The Critical 'I'

Read. React. Repeat.

Tuesday, July 15, 2003

Maximizing voter participation is an ongoing task. It's tough to persuade people to get off their lazy butts, haul down to the polling station, wait anywhere from 10 minutes to the better part of an hour, and then get hustled in and out of a polling booth. It's all a chore, really; unless you're super-motivated over some candidate or issue, you often rationalize that you don't need the headache.

I've long been intrigued by the online alternative: Voting via Internet. Provided that the server holds up, there's no excuse for not doing your civic duty this way. What's more, you have ample opportunity while online to bone up on all the ballot issues and candidates as you're voting; so in theory at least, you can be a more informed voter.

So, I'm quite pleased to hear that online voting activity is set to blossom in 2004.

Naturally, the security concerns are valid.
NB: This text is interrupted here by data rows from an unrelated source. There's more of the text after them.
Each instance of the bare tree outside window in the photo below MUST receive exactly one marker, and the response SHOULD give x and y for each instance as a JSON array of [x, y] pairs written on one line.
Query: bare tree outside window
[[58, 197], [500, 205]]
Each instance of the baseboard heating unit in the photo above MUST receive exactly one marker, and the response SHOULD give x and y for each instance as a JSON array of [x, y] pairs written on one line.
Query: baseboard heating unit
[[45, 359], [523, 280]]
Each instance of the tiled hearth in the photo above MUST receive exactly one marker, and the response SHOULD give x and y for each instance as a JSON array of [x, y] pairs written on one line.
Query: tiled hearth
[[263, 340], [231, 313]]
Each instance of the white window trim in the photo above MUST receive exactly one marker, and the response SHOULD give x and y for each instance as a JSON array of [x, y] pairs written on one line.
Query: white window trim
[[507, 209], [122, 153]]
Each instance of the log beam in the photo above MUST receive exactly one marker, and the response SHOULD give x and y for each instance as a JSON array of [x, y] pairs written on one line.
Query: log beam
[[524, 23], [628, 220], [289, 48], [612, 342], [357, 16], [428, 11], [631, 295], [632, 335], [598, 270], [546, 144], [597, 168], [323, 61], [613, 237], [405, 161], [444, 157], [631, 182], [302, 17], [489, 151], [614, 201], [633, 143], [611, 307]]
But provided they can be addressed, I think this is a great opportunity to make elections ever more participatory in the future. I recall chatting with my friend Tom about how restrictive the election process currently is: Registering and keeping your registration current is often a pain, polling places and hours aren't the most convenient, etc. While these measures are justified in terms of preventing voter fraud, I feel they've had the unfortunate consequence of turning off many potential voters, to a disproportionate degree as far as how many fraud perpetrators there may be out there. Online voting could tip this back.